As just one example that can support Johns Hopkins All Children’s Hospital having been awarded ACS Level 1 Children’s Surgery Center status, Snyder pointed to the importance of having pediatric-trained surgeons perform thyroidectomies, those who have the surgical experience and expertise necessary for preserving the four nearby parathyroid glands during a thyroidectomy.

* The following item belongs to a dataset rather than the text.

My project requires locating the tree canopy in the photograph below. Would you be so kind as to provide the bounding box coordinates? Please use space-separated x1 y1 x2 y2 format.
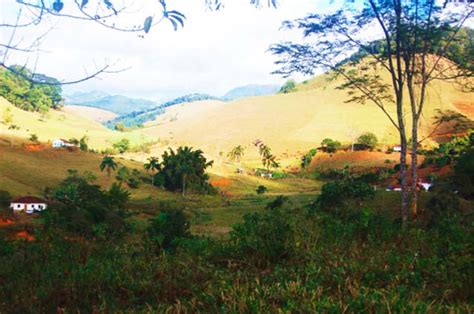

“The parathyroid glands are fragile, smaller in children, and may be more difficult to identify during surgery,” Snyder explains. “Inadvertent damage to the parathyroid glands during surgery can have significant and long-lasting negative effects.”
The researchers also concluded: “This study shows that pediatric general surgeons perform the majority of pediatric total thyroidectomy operations in [National Surgical Quality Improvement Program pediatric] hospitals with similar complications, readmissions and postoperative length of stay compared to adult endocrine surgeons.”
They also noted that the importance of a multidisciplinary approach is widely supported and that some pediatric thyroid surgical groups have adopted a dual-surgeon approach, with two surgeons participating in the surgical case. Other centers have formed partnerships between pediatric surgeons and high-volume adult endocrine surgeons and used a multidisciplinary team approach, including members from different surgical subspecialties to coordinate and oversee the entirety of the patient’s care.
“Regardless of the surgical arrangement, establishing centralized, multidisciplinary care for pediatric patients with thyroid disease has shown favorable outcomes comparable to those achieved by high volume adult centers,” concluded the researchers.